Sankcje wobec Rosji nie zadziałają na Międzynarodowej Stacji Kosmicznej. Bo nie da się ich tam wprowadzić
Podczas wieczornej konferencji prezydent Stanów Zjednoczonych Joe Biden poinformował o nałożeniu na Federację Rosyjską niespotykanego dotąd pakietu sankcji, które poważnie uderzą w jej zdolności technologiczne, przemysł lotniczy, a także program komiczny. Czy faktycznie można liczyć na zdecydowane działania?
Dokumenty udostępnione prasie po konferencji nie wymieniają jednak konkretnych sankcji lub ograniczeń dla rosyjskiego programu kosmicznego. Wiadomo jak na razie, że zamrożono eksport do Rosji najnowszych technologii niezbędnych w sektorze obrony czy np. lotnictwa. Rosja nie otrzyma zatem półprzewodników, systemów telekomunikacyjnych, laserów, czujników czy systemów nawigacji.
Sankcje nie wpłyną na pracę Rosjan na Międzynarodowej Stacji Kosmicznej.
Jednocześnie jednak pojawiła się informacja, że wprowadzone restrykcje nie wpłyną na pracę Rosjan przy Międzynarodowej Stacji Kosmicznej. Problem jest tutaj jednak niezwykle złożony. Stacja kosmiczna choć składa się z segmentów rosyjskich i amerykańskich, nie może zostać podzielona na dwie stacje.
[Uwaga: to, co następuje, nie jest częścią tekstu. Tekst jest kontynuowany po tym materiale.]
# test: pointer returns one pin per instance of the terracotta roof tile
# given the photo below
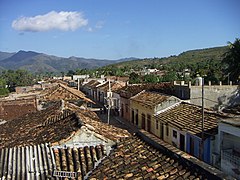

Eksperci wskazują bowiem, że ISS działa jak jeden organizm, i ani rosyjskie, ani amerykańskie segmenty stacji nie są w stanie działać bez tych drugich. Rosyjskie segmenty stacji posiadają system napędowy, który pozwala zmieniać położenie stacji kosmicznej, podnosić jej orbitę itd. Amerykańskie segmenty z kolei zapewniają zasilanie za pomocą paneli słonecznych. To z kolei oznacza, że po hipotetycznym rozłączeniu komponentów, żaden segment stacji kosmicznej nie pozostałby zbyt długo na orbicie okołoziemskiej.
Przyznam, że jestem rozczarowany takim podejściem. Współpraca na pokładzie ISS także powinna się zakończyć, nawet kosztem wcześniejszego zakończenia projektu stacji kosmicznej. Stoimy na bardzo wątłej granicy. Podejmowane dzisiaj działania zdefiniują najbliższe lata i dekady. Jeżeli Rosja Putina poczuje wątpliwości po naszej stronie, zobaczy, że robimy krok wstecz, to wykona kolejny krok na przód. Jeszcze tydzień temu eksperci, analitycy, a nawet mieszkańcy Kijowa czy Charkowa, mimo gróźb Putina przekonani byli, że to tylko pewnego rodzaju gra polityczna. Kto bowiem w XXI wieku chciałby rozpoczynać konflikt zbrojny na terytorium Europy.
Okazało się, że wszystkim zabrakło wyobraźni i nie doceniliśmy poziomu szaleństwa Putina. To, że teraz wydaje nam się, że co jak co, ale kraju NATO to Putin na pewno nie odważy się zaatakować, może bardzo szybko zostać zweryfikowane. Fakt: skutki takiego ataku byłyby dla Rosji druzgoczące, ale kto powiedział, że Putin zachowuje się racjonalnie? Dlatego też sankcje powinny być brutalne, zdecydowane i realizowane ekspresowo na każdym możliwym froncie. Koszt ich wprowadzenia będzie duży także i dla nas, ale im szybciej sprowadzimy moskiewskiego wariata do parteru, tym lepiej dla całego świata.